Jun 19, 2020 – As temperatures rise across the country and disease-carrying insects return, COVID-19 appears to be making another casualty: pest control.
The pandemic has got mosquito and tick management under control, making people more susceptible to diseases like Lyme disease, experts say. Health departments are investing resources in fighting the coronavirus and have been forced to limit or suspend pest control, while pest control companies have seen a decline in customers.
“It’s dead compared to normal,” says Richard Bialaszewski, owner of Skeeter B Gone, a North Carolina pest control company in the Raleigh area. “As soon as COVID hit, everything fell silent.”
During an average week at this time of year, the company would receive an estimated 100 calls. These days it’s an average of 20.
The focus on the COVID-19 response has resulted in a reduction in pest control services and a more limited ability to test mosquito and tick samples for disease, says Chelsea Gridley-Smith, director of environmental health for the National Association of County and City Health Officials . Local health departments often add staff during the mosquito and tick season, but this has been hampered by the pandemic.
Less prevention = more mistakes
The shortage means less spraying and trapping in many places. Not only does this leave behind more harmful pests to infect humans, but reducing the number of tests will also skew the reported numbers of infected mosquitoes and ticks.
“On paper, it will show that there are fewer cases of mosquitoes and tick-borne diseases,” says Gridley-Smith. “There must be a big asterisk next to it to say that no tests were done.”
COVID-19 cannot be spread through bugs. However, mosquitoes and ticks are known to transmit several other harmful diseases, including West Nile virus, Lyme disease, and Eastern Equine Encephalitis (EEE) virus. The risk of infection has only increased over time – vector-borne diseases have tripled in the US. In the 13 years from 2004 to 2016, more than 640,000 cases were reported, according to the CDC. During this time, nine new germs were discovered or introduced that were spread by mosquitoes and ticks.
In 2019, more cases of electrical and electronic equipment – a potentially fatal virus transmitted by mosquitos – were reported in the US than in any other year since 1959.
According to Gridley-Smith, people may be even more susceptible to these diseases in recent months as outdoor activities increase due to social distancing.
“People use public parks and walking trails without the areas being full,” she says. “And if you are out on the trails trying to keep your distance from other hikers, the trails are usually not 6 feet wide. Now you are going to areas where the ticks live. “
She added, “It’s a by-product of the world we now live in. The use of outdoor areas is increasing and this is where ticks and mosquitoes live and wait. “
The Greater Los Angeles County’s Vector Control District, which serves approximately 1,300 square kilometers of LA County, issued a notice last month to suspend all residential requests for the service. In the absence of regular services, the district had to get creative, says Susanne Kluh, the district’s scientific and technical director.
“It mainly has to do with protecting our employees,” she says of the suspension. “Our outreach guys have put together videos that explain how to get rid of ticks and mosquitoes and what to look out for, such as collecting splash water.”
Bug Season Tips
To repel mosquitoes and ticks, the CDC recommends:
- Insect repellants registered by the Environmental Protection Agency (EPA) with active ingredients such as DEET, picaridin or lemon eucalyptus oil.

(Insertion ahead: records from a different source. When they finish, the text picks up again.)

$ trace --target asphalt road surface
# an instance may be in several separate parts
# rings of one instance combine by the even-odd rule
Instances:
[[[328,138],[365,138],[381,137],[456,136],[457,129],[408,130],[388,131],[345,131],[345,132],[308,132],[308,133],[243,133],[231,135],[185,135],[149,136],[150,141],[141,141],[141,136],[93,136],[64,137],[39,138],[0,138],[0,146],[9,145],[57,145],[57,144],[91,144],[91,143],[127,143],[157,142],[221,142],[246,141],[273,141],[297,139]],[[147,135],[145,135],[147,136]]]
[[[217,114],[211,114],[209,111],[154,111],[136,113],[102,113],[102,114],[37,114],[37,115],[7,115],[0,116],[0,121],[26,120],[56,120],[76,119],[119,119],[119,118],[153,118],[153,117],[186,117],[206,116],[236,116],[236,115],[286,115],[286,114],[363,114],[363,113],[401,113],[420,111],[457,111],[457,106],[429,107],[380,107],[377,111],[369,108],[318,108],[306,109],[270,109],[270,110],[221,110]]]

- Wear long sleeved shirts and pants when spending time outdoors
- Avoid wooded areas and tall grass
- Removing stagnant water where mosquitoes could lay eggs (bird baths, buckets, flowerpot saucers)
Symptoms to Observe
Electrical and electronic devices transmitted by mosquitoes cause high fever, headaches, tiredness, nausea and neck stiffness.
Deer tick-borne Lyme disease can cause a rash, fever, chills, joint pain, and swollen lymph nodes.

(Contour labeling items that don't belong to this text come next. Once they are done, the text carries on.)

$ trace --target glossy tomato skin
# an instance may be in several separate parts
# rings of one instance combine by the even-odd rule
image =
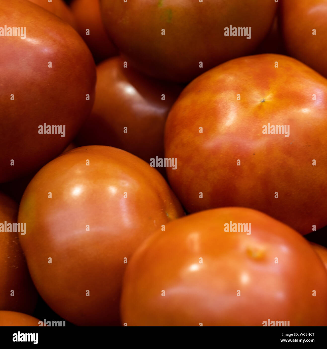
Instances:
[[[327,2],[286,0],[281,2],[280,8],[287,53],[327,77]]]
[[[67,22],[73,28],[76,29],[77,25],[74,15],[69,7],[63,0],[55,0],[51,2],[47,0],[29,0],[29,1],[56,15],[63,21]]]
[[[79,36],[40,6],[0,0],[0,22],[26,28],[25,39],[1,37],[2,183],[37,171],[67,147],[92,109],[96,77],[92,55]],[[44,123],[64,125],[65,136],[39,134]]]
[[[68,151],[76,147],[76,145],[72,142],[63,152]],[[19,203],[26,187],[36,174],[36,172],[10,182],[0,183],[0,191]]]
[[[0,192],[0,310],[31,314],[38,295],[19,243],[21,233],[4,231],[5,224],[17,223],[18,211],[17,204]]]
[[[312,248],[319,256],[326,269],[327,269],[327,248],[318,244],[315,244],[312,242],[311,243]]]
[[[86,43],[96,62],[118,54],[108,37],[101,18],[99,0],[74,0],[71,7],[77,23],[78,31]],[[86,30],[90,30],[86,35]]]
[[[225,232],[231,221],[251,223],[251,234]],[[139,247],[124,276],[121,320],[262,326],[270,319],[326,326],[326,297],[327,272],[300,234],[258,211],[223,208],[177,220]]]
[[[149,78],[124,64],[115,57],[97,67],[94,104],[77,141],[115,147],[149,162],[163,157],[165,123],[183,86]]]
[[[277,8],[270,0],[100,3],[105,27],[129,63],[151,76],[180,82],[251,53],[268,32]],[[251,27],[251,38],[225,36],[230,25]]]
[[[20,206],[27,230],[20,241],[34,284],[55,311],[78,325],[117,325],[124,258],[183,214],[148,164],[116,148],[81,147],[30,183]]]
[[[30,315],[15,311],[0,311],[0,326],[38,326],[39,320]]]
[[[327,224],[326,101],[327,80],[279,55],[236,59],[193,81],[165,134],[165,156],[177,159],[168,178],[186,210],[248,207],[302,234]],[[288,125],[289,136],[263,134],[268,124]]]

Mosquito-borne West Nile Virus can cause a fever with other symptoms such as headache, body ache, joint pain, vomiting, diarrhea, or a rash.
Boston Children’s Hospital.
Richard Bialaszewski, owner, Skeeter B Gone.
Chelsea Gridley-Smith, Environmental Health Director, National Association of County and City Health Officials.
Susanne Kluh, Scientific and Technical Director of the Vector Control District in the Los Angeles area.